Draw a single QQ plot onto ax.

Parameters:

pvals – Array or Series of raw p-values (not −log10).
ax – Matplotlib Axes to draw on.
label – Legend label for the scatter points.
color – Colour for points and CI fill.
point_size – Scatter point size.
ci – Confidence interval level (default 0.95).
ci_alpha – Transparency of the CI band.
signif_threshold – If given, draw a horizontal dashed line at −log10(threshold).
show_lambda – Annotate the plot with the genomic inflation factor λ.
title – Axes title.
thin – Enable p-value thinning for speed (default True).
thin_below – P-value threshold below which all points are always kept. Points above this threshold are downsampled.
max_points – Maximum number of points to plot after thinning (default 50 000).
rasterized – Render the scatter as a bitmap inside vector output formats — greatly reduces PDF/SVG file size (default True).

Return type:

plt.Axes

pycmplot.plotting.qq.thin_pvals(pvals: ndarray, tail_threshold: float = 0.01, max_points: int = 50000, seed: int = 42) → tuple[ndarray, ndarray, int][source]

Downsample p-values for faster QQ plotting with no visible breaks.

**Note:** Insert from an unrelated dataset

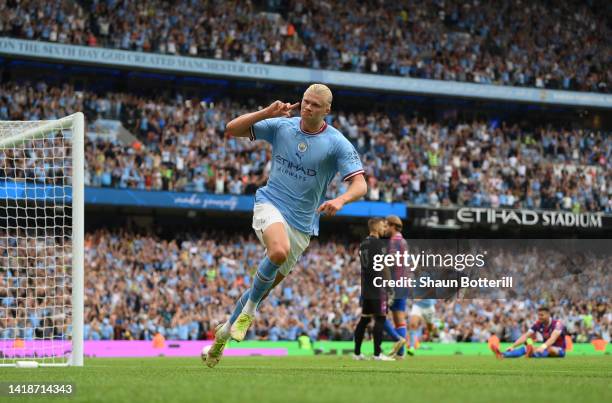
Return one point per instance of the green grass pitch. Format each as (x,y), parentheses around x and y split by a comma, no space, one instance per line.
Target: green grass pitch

Rather than splitting into tail / bulk regions with different sampling strategies (which produces a visible seam at the threshold), this function uses a single log-uniform thinning pass over all p-values:

Sort p-values ascending and convert to −log₁₀ scale.
Pick max_points evenly-spaced indices along the −log₁₀ axis. Because −log₁₀ compresses large p-values and expands small ones, this automatically gives dense coverage in the interesting tail and sparse coverage in the null bulk — with no hard boundary.

Parameters:

pvals – Full array of raw p-values.
tail_threshold – Kept for API compatibility; no longer used as a hard split point. All points above −log₁₀(tail_threshold) are always represented because the log-uniform spacing naturally keeps them.
max_points – Maximum number of points to return (default 50 000).
seed – Unused (kept for API compatibility — log-uniform selection is deterministic).

Returns:

kept_pvals — thinned p-values in ascending order. kept_ranks — 1-based ranks in the full sorted array. n_full — total SNP count before thinning (for expected quantiles).

Return type:

(kept_pvals, kept_ranks, n_full)

Notes

Lambda (λ) must be computed on the full pvals array before calling this function — thinning changes the empirical distribution.